Peu d’étudiants de séminaire évangélique échappent à l’ouverture d’un des volumes de Christian Theology. Derrière ce traité de plus de mille pages se trouve un pasteur baptiste de l’intérieur des États-Unis qui a passé sa vie à expliquer, avec clarté et équilibre, ce que l’Église chrétienne a toujours confessé.
Millard Erickson est né le 24 juin 1932, dans le comté d’Isanti, dans l’État du Minnesota. Il étudie à l’Université du Minnesota, obtient son baccalauréat en théologie (divinity) au Northern Baptist Theological Seminary et sa maîtrise à l’Université de Chicago, avant d’achever son doctorat à la Northwestern University en 1963.
Avant sa carrière universitaire, il fut pasteur de deux églises baptistes, à Chicago puis à Robbinsdale, dans le Minnesota, pendant près d’une décennie. Cette expérience pastorale a marqué sa façon d’écrire la théologie : soucieux de relier la doctrine à la vie de l’Église, et non seulement au débat de salle de classe.
Il enseigne à Wheaton College à partir de 1964 et, cinq ans plus tard, rejoint le Bethel Theological Seminary, à St. Paul, où il devient doyen et vice-président exécutif. C’est là qu’il rédige, tout au long des années 1980, les trois volumes de Christian Theology, publiés entre 1983 et 1985.
L’ouvrage devient l’un des traités de théologie systématique les plus utilisés dans les séminaires évangéliques, révisé par l’auteur en deux nouvelles éditions, la dernière en 2013, et traduit en portugais sous le titre Teologia Sistemática, par les éditions Vida Nova. Après Bethel, il enseigne au Southwestern Baptist Theological Seminary, au Western Seminary et, depuis 1996, au Truett Seminary de l’Université Baylor.
Tous ne sont pas d’accord avec ses conclusions. Des théologiens plus traditionalistes l’ont critiqué pour avoir rejeté la subordination éternelle du Fils, position liée à sa défense de l’égalité des rôles entre hommes et femmes dans le ministère, et des critiques du camp créationniste ont signalé que sa discussion sur les origines du monde n’avait pas suivi, dans les éditions récentes, la bibliographie scientifique la plus actuelle.

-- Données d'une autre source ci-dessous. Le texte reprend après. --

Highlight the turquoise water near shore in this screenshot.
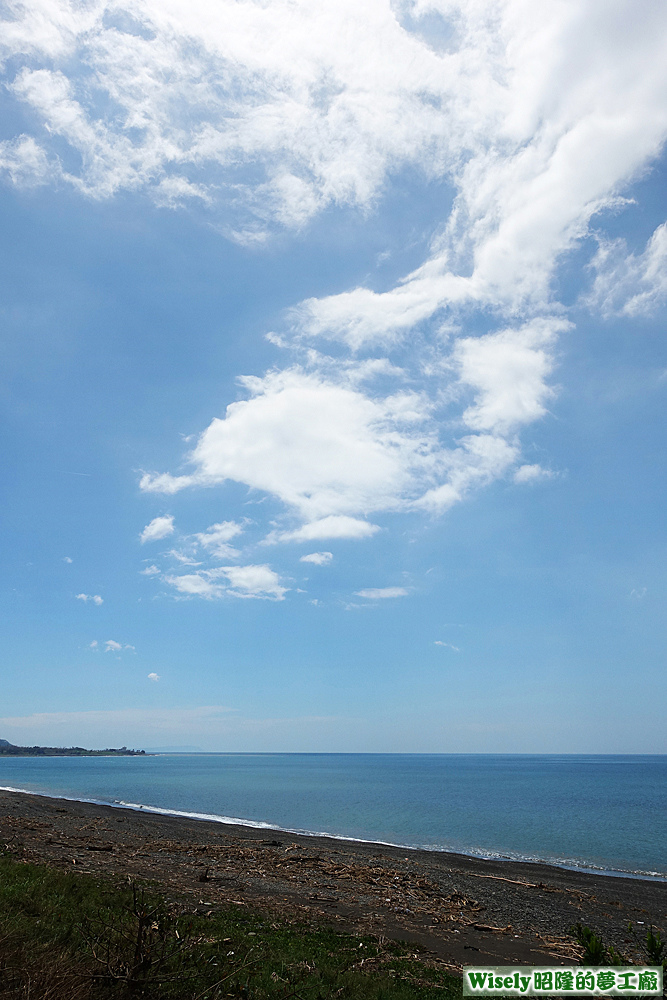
[0,754,667,878]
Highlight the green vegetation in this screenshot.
[0,857,461,1000]
[572,924,626,965]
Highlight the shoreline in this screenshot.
[0,790,667,969]
[0,785,667,886]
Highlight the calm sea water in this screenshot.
[0,754,667,878]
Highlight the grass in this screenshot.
[0,857,461,1000]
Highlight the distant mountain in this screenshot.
[146,746,203,753]
[0,740,146,757]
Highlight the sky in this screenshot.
[0,0,667,753]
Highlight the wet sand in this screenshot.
[0,791,667,969]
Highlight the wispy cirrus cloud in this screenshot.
[164,565,289,601]
[583,222,667,318]
[299,552,333,566]
[76,594,104,606]
[355,587,409,601]
[139,514,175,545]
[5,0,667,584]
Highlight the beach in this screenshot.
[0,791,667,970]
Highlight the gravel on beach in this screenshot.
[0,791,667,969]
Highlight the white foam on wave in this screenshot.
[0,785,667,882]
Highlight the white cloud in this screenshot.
[164,565,288,601]
[299,552,333,566]
[453,320,568,434]
[76,594,104,606]
[274,514,380,542]
[141,368,433,520]
[194,521,243,559]
[139,564,160,576]
[5,0,667,556]
[139,514,174,545]
[0,135,55,188]
[584,222,667,317]
[355,587,408,601]
[514,465,553,483]
[104,639,135,653]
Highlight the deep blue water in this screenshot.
[0,754,667,877]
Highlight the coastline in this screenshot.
[0,785,667,886]
[0,790,667,968]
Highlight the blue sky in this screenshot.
[0,0,667,753]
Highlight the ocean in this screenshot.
[0,753,667,878]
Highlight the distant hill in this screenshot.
[0,740,146,757]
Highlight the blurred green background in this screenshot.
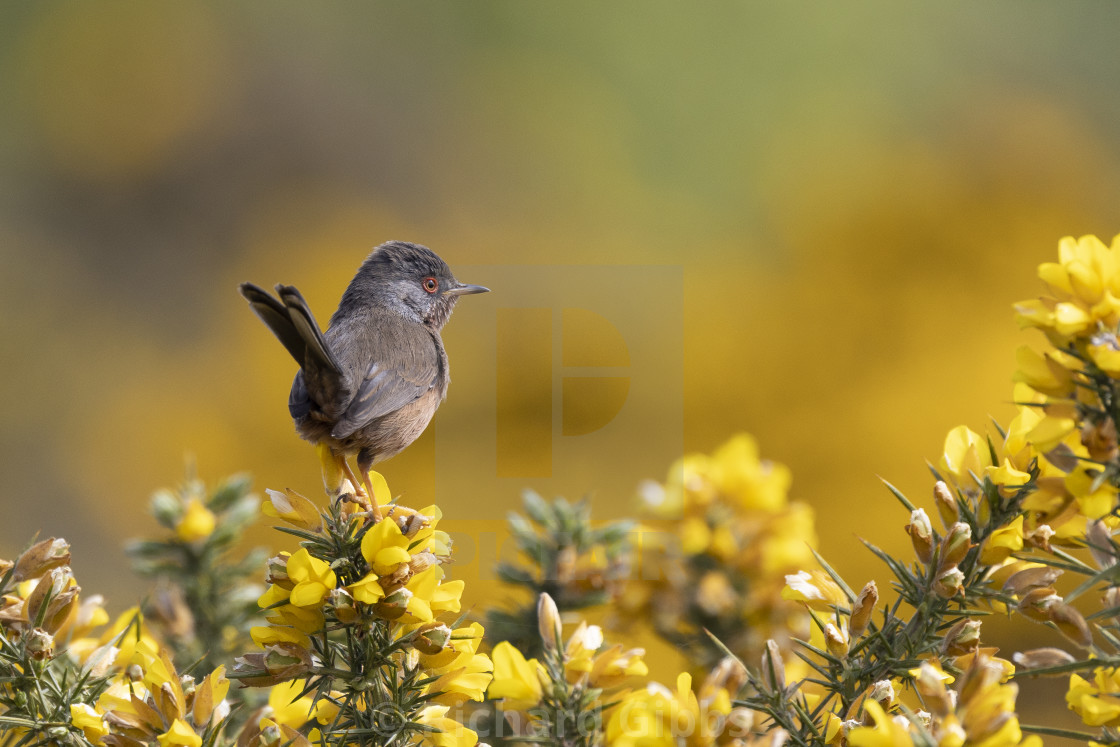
[0,0,1120,712]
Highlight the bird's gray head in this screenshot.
[332,241,488,332]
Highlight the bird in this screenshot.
[240,241,489,519]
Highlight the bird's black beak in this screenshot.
[444,282,489,296]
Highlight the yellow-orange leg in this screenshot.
[362,473,382,524]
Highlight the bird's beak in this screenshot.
[444,283,489,296]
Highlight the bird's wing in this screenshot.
[240,282,307,365]
[240,282,342,376]
[277,286,342,375]
[330,320,442,438]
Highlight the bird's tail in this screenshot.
[241,282,342,374]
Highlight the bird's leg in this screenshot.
[339,456,381,522]
[360,467,382,524]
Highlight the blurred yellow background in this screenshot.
[0,1,1120,721]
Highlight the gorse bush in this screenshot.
[10,236,1120,747]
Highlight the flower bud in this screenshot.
[1101,586,1120,620]
[327,589,361,625]
[867,680,896,710]
[149,488,183,529]
[1049,601,1093,648]
[1085,519,1117,570]
[914,662,953,718]
[24,566,77,625]
[941,618,980,656]
[264,552,296,591]
[940,522,972,569]
[261,488,323,532]
[1004,566,1062,595]
[27,627,55,662]
[848,581,879,638]
[264,643,311,681]
[409,552,439,576]
[933,479,961,529]
[1023,524,1054,552]
[1018,587,1062,623]
[412,623,451,655]
[906,508,933,564]
[824,623,848,659]
[373,586,412,620]
[398,513,431,539]
[151,585,195,638]
[536,594,563,651]
[762,638,785,692]
[12,538,69,581]
[233,651,283,688]
[1081,418,1120,463]
[933,566,964,599]
[1011,648,1077,676]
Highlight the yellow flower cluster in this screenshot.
[0,539,230,747]
[620,435,816,665]
[245,474,494,747]
[1008,236,1120,535]
[71,636,230,747]
[487,594,648,735]
[1065,666,1120,727]
[834,655,1043,747]
[606,659,756,747]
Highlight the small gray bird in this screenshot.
[241,241,489,517]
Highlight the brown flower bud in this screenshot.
[12,538,69,581]
[914,662,953,718]
[933,479,961,529]
[848,581,879,638]
[262,488,323,532]
[264,643,311,682]
[762,638,785,692]
[940,522,972,569]
[27,627,55,662]
[1081,418,1120,461]
[1049,603,1093,648]
[824,623,848,660]
[701,656,747,695]
[372,587,412,620]
[867,680,896,710]
[398,513,431,538]
[264,552,296,591]
[1011,648,1077,676]
[1018,587,1062,623]
[412,623,451,655]
[328,589,361,625]
[151,585,195,639]
[1004,566,1063,595]
[933,566,964,599]
[24,566,77,625]
[941,618,980,656]
[409,552,439,576]
[906,508,933,564]
[1023,524,1054,552]
[1101,586,1120,620]
[190,665,225,726]
[233,651,283,688]
[536,594,563,651]
[1085,524,1117,570]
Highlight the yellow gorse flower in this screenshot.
[1065,666,1120,727]
[487,641,548,710]
[175,498,217,542]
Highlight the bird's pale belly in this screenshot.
[295,387,442,469]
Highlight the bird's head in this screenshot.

Erickson ne s’est jamais présenté comme un innovateur, mais comme un professeur : sa marque a été d’exposer avec justice les positions concurrentes avant de défendre la sienne, méthode aujourd’hui rare dans les débats polarisés. Cette discipline a formé des générations de pasteurs et de professeurs de théologie dans les séminaires évangéliques du monde entier.
Des manuels comme le sien continuent de soutenir la formation théologique dans les séminaires de mission, dans des contextes de faible accès à l’Évangile, où une doctrine claire aide les jeunes églises à résister aux pressions locales. À 94 ans, Erickson continue d’être lu comme une référence d’équilibre à une époque de polarisation théologique.